AMD "upgraded" HyperTransport to Infinity Fabric. Which IIRC uses a bit less power (taking advantage of the shorter, more efficient die-to-die interposer).
Intel has UPI (upgrade over Intel QuickPath), but it hasn't been "shrunk" to chiplet level yet. Intel has EMIB as a physical technology to connect chiplets together... but Intel still needs to create dies and a lower-power protocol for interposer (or maybe EMIB-based) communications.
So Intel has a lot of the technology ready to create a chiplet (like AMD's Zeppelin dies). But Intel wasn't gunning for chiplets as hard as AMD was. Still, Intel demonstrated their chiplet prowess with the Xeon+FPGA over EMIB. So Intel definitely "can" do the chiplet thing, they just are a little bit behind AMD for now.
Also because they didn't have to innovate - no competition since early Opterons.
Any kind of process that's batchable too.
My ideal workstation likely actually uses ~128 cores but that isn't practical for home use yet. A board with 4 2990wx would be heaven.
Personally I'm looking forward to something based on 2200GE for home use.
Hey everyone, sorry for leaving a few pages blank right now. Jet lag hit me hard over the weekend from Flash Memory Summit.
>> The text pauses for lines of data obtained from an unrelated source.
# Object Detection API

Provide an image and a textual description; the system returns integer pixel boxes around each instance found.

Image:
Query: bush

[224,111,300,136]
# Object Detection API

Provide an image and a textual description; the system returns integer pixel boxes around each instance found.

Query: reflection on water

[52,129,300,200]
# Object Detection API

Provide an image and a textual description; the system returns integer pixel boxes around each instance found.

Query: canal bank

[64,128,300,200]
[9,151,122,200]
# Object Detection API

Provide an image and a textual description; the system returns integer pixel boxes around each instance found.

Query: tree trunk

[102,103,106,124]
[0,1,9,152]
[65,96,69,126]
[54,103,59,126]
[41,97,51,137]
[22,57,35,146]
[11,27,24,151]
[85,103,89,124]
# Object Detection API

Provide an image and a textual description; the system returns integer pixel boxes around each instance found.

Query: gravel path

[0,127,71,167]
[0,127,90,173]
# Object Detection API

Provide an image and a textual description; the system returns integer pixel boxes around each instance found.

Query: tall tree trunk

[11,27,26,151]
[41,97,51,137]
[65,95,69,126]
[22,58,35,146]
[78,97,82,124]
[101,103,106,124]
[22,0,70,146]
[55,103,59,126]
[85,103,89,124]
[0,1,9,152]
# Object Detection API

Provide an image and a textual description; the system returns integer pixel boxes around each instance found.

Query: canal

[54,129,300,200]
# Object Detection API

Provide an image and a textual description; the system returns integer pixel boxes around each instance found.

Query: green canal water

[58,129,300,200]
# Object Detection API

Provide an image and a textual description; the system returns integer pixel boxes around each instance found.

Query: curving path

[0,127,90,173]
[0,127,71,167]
Will be filling in the blanks and the analysis throughout today.
I am disappointed in that, as I was looking forward to reading the test setup and power draw sections, as I have a 2990WX on order, and I'm dithering over what motherboard to get (I'd prefer an older one, which matches the features that I want better... eg, clear support for ECC and no bling) but there is some concern that older motherboards will be too close to the edge in terms of the power draw of the 2990WX.
For raw performance though, I would guess we will see some rather extreme cooling actually becoming more mainstream in future in the workstation space.
"After core counts, the next battle will be on the interconnect. Low power, scalable, and high performance: process node scaling will mean nothing if the interconnect becomes 90% of the total chip power."
Meaning "highly vectorizable number crunching that you can't practically run on a GPU for some reason" is probably fairly niche. In LINPACK the even the 1950x beat the 7980XE on phoronix:
and I'd have thought LINPACK would really reward AVX...
Maybe it isn't optimized to take advantage of it?
I love wasting time playing with number crunchinng microbenchmarks, and when you do that avx-512 seems so unassailably impressive, it's surprising to see this not bourne out in larger benchmarks. (Also worth pointing out you need to tell gcc -mprefer-vector-width=512 on top of march=skylake-avx512, otherwise it'll prefer 256 bit vectors).
Anyway, those benchmarks definitely support compiling and number crunching. Pretty ideal for stuff like monte carlo.